An Orthodox Jew looks on as thousands of others gather in front of the main army recruitment office in Jerusalem on May 16, 2013 to demonstrate against any plans to make them undergo military service, a police spokesman said.



JERUSALEM — Ultra-Orthodox Jews in Israel are feeling very, very threatened — as well they should be.

This is the first government in Israeli history that has proposed significantly altering the "status quo" — an arrangement achieved by the state's first prime minister, David Ben Gurion, with the leadership of the shards of ultra-Orthodox Jewry that survived the Holocaust.

That pact has changed drastically over the past 65 years, and the majority of secular Israelis is no longer prepared to fund the educations of ultra-Orthodox men who choose study over work, and who often have families with more than 10 children.
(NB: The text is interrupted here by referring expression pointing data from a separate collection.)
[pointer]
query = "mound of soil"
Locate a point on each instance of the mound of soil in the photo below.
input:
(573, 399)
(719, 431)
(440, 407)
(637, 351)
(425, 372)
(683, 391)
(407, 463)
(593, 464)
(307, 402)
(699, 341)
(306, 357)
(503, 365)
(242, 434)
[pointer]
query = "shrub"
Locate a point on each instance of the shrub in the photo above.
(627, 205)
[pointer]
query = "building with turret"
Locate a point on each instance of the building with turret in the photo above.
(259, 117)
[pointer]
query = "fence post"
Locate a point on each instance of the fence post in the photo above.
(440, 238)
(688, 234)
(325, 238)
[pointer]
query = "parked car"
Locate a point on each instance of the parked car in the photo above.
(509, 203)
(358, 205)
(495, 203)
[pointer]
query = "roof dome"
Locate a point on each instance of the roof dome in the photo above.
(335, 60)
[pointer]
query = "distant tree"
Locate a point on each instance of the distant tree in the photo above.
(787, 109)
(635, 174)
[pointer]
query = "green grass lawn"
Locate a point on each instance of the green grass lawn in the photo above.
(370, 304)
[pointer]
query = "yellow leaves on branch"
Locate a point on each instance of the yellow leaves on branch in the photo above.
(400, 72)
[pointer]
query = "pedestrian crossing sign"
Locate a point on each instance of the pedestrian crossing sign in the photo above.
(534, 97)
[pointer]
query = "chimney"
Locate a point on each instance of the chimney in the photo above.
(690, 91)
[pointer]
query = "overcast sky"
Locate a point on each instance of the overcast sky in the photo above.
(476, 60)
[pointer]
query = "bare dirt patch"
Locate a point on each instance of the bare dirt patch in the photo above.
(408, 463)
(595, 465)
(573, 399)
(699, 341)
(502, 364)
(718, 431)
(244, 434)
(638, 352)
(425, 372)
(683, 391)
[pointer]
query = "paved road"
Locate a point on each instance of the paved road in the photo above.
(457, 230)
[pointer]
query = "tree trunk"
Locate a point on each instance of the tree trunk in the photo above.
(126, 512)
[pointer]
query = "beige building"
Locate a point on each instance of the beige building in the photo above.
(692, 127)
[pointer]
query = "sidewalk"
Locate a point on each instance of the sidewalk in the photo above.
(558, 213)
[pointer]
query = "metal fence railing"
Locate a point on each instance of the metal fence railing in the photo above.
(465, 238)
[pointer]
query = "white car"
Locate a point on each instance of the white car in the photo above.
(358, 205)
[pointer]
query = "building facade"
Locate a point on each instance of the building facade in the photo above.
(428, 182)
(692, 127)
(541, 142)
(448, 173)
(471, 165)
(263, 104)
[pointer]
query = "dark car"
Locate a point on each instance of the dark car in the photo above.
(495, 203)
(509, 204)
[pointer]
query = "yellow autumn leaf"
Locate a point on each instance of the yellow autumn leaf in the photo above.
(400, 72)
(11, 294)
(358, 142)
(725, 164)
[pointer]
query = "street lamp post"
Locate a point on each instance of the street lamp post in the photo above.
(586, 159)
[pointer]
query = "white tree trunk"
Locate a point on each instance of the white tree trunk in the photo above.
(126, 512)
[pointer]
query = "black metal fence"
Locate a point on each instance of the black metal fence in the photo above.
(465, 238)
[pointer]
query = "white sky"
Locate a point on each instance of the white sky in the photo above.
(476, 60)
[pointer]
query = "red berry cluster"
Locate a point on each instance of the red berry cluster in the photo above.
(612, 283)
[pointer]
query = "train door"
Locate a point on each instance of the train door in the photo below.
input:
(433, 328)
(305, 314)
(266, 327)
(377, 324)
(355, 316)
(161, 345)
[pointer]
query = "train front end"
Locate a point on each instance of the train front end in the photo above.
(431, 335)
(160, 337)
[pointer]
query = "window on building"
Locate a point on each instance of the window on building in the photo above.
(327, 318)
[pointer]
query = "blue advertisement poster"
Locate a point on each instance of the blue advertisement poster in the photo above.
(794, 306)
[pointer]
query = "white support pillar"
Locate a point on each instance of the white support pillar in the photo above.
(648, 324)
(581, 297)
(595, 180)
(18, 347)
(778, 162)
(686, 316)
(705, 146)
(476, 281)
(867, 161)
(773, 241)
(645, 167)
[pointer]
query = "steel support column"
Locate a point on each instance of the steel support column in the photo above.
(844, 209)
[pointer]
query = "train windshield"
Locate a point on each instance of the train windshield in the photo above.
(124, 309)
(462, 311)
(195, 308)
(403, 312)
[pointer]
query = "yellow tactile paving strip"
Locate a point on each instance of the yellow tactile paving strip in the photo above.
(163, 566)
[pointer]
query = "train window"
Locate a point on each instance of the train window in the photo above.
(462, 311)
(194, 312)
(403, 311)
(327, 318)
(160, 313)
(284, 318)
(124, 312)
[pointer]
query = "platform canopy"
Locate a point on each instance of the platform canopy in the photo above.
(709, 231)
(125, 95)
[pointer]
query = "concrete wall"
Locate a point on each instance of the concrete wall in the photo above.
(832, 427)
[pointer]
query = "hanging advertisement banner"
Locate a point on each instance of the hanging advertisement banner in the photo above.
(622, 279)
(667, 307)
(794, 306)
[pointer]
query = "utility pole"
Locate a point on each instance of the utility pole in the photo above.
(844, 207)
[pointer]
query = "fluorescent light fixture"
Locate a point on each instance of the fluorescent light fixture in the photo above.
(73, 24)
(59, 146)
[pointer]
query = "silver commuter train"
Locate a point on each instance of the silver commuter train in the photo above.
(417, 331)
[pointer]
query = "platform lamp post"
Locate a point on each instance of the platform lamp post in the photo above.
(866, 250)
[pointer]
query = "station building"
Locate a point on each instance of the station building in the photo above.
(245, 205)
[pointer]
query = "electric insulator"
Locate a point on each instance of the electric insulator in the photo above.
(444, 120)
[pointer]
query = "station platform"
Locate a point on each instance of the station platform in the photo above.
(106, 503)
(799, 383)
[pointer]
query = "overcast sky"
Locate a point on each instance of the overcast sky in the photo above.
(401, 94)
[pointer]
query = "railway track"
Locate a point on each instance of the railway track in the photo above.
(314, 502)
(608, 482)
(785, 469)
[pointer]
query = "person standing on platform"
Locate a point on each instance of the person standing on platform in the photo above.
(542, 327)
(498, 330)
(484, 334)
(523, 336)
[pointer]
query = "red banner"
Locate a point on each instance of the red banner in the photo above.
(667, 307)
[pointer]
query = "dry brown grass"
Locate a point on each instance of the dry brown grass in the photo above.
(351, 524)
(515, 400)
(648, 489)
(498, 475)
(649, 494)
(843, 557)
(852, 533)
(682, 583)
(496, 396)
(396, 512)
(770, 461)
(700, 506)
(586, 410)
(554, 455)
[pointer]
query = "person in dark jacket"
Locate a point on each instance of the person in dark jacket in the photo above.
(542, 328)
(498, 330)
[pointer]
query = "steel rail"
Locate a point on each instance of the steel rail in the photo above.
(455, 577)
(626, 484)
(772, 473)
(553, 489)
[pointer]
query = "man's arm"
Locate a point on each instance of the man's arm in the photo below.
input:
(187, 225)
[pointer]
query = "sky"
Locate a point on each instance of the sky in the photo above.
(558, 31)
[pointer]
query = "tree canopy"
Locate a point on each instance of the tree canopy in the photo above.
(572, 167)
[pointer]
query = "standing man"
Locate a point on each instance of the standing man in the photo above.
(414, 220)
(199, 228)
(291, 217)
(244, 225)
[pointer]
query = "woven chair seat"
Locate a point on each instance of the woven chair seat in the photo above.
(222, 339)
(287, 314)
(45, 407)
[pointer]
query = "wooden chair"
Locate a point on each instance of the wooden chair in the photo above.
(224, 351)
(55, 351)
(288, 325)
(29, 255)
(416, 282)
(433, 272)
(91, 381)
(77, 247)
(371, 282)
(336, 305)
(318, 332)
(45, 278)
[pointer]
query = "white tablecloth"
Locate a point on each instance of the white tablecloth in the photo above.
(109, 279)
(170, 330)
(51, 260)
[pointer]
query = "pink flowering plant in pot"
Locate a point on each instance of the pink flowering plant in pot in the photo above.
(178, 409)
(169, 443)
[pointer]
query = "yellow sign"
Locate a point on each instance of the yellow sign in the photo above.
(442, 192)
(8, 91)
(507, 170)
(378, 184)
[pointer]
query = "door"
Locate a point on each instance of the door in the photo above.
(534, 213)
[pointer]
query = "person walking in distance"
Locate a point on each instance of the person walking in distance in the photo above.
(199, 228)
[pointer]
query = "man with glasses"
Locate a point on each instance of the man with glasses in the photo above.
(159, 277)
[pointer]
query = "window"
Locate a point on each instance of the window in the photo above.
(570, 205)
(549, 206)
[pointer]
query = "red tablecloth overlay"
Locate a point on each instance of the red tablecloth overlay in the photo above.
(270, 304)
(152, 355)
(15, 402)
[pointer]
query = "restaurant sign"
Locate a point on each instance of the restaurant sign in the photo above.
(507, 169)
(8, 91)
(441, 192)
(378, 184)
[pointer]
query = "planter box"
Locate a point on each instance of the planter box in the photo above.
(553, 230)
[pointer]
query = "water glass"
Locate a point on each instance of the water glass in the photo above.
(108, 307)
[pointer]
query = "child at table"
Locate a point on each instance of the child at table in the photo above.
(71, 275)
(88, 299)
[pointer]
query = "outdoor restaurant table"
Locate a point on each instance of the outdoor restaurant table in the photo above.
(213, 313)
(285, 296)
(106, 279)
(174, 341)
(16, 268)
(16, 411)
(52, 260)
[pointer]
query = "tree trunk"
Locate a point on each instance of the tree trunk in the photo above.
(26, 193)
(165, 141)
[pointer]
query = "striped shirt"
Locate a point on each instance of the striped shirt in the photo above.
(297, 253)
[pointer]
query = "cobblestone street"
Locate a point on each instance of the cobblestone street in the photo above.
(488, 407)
The majority no longer supports ultra-Orthodox exemptions from military draft, and the coalition government under Prime Minister Benjamin Netanyahu is attempting to reform that tradition under pressure from the larger Israeli population and a recent court ruling.

Last February the nation’s Supreme Court ruled Tal Law, which exempted ultra-Orthodox Jews from civil service, unconstitutional.

In reaction to the pressure, religious leaders called Thursday’s mass demonstration. An estimated 30,000 ultra-Orthodox men dressed in traditional black cloaks marched on the Israeli Defense Forces recruitment center.

The demonstration, which resulted in about a dozen injuries, was striking for its violence — an indication of the desperation and alienation many of these young men feel.

Protesters and police officers traded stones and flash grenades. Some demonstrators lit garbage cans on fire. Eight protesters face charges today.

Minister of Interior Security Yitzhak Aharonovich said he found the event "appalling and shocking" and said the rock-throwers and those who assaulted police officers are "criminals who will be pursued to the fullest extent of the law."

“The army is not a place for Torah students,” 17-year-old Aryeh student told “What is happening here will lead all those taking part in the protest to refuse enlistment.”

The Eda Hahredit, the most radical of ultra-Orthodox factions, organized the protests, Ynetnews said.

“The government wants to uproot [our traditions] and secularize us,” Rabbi David Zycherman told Reuters. “They call it a melting pot, but people cannot be melted. You cannot change our [way of life].”

Israelis must serve two or three years in the military when they turn 18; however, ultra-Orthodox Jews are often exempted on religious grounds.